The granularity of growth

| Book Excerpt

"Just running faster on the market share treadmill will not secure the future of your company. With typical McKinsey rigor, [the authors show] that where you compete is even more important than how. A great corporate strategy book with very practical applications."
—Dick Anderson, former vice-chairman, BellSouth

Identifying opportunities on a granular level is key

We all know intuitively that growth is good. It creates healthy companies, opens up opportunities, and excites talent. Without it, companies cannot deliver the continuous increases in revenues and returns that shareholders demand.

But where does growth come from, especially in large, global companies where a reasonable growth rate can mean hundreds of millions, if not billions of dollars in additional revenues a year? That is the question that Patrick Viguerie and Sven Smit, directors at McKinsey & Company, and Mehrdad Baghai, managing director of Alchemy Growth Partners, answer in The Granularity Of Growth (Wiley, April 2008).

Unlike previous books based solely on anecdotal evidence, The Granularity Of Growth derives from the authors' three-year, in-depth, analysis of four hundred of the world's largest companies. One of their most surprising conclusions is that increased market-share is seldom a driver of growth. They contend, instead, that growth is driven by where a company chooses to compete: which market segments it participates in and how much merger-and-acquisition activity it pursues in these markets. The key is to focus on granularity, to breakdown big-picture strategy into its smallest relevant components.

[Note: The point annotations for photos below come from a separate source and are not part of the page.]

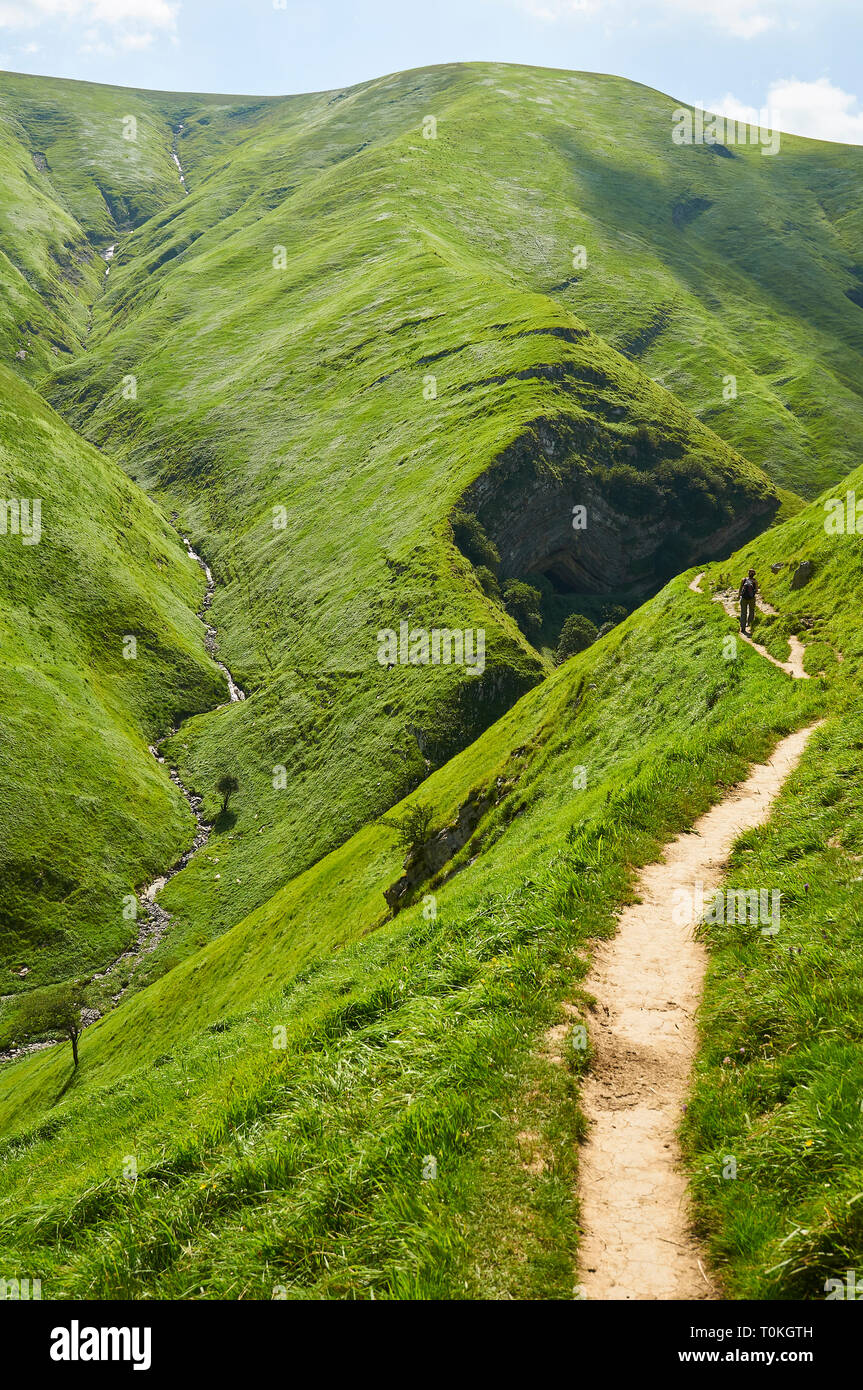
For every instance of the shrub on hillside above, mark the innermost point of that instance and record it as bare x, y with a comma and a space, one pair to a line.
471, 540
56, 1009
576, 634
412, 827
488, 583
523, 602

To uncover pockets of opportunity, executives need to dig down to deeper levels of their businesses and organizations. In other words, they need to analyze their businesses at a more granular level. The seemingly counterintuitive findings in The Granularity Of Growth have important implications for management teams and the way they think about their companies' resources, not least of all, how they allocate their own time, as well as which businesses and market segments they chose to compete in.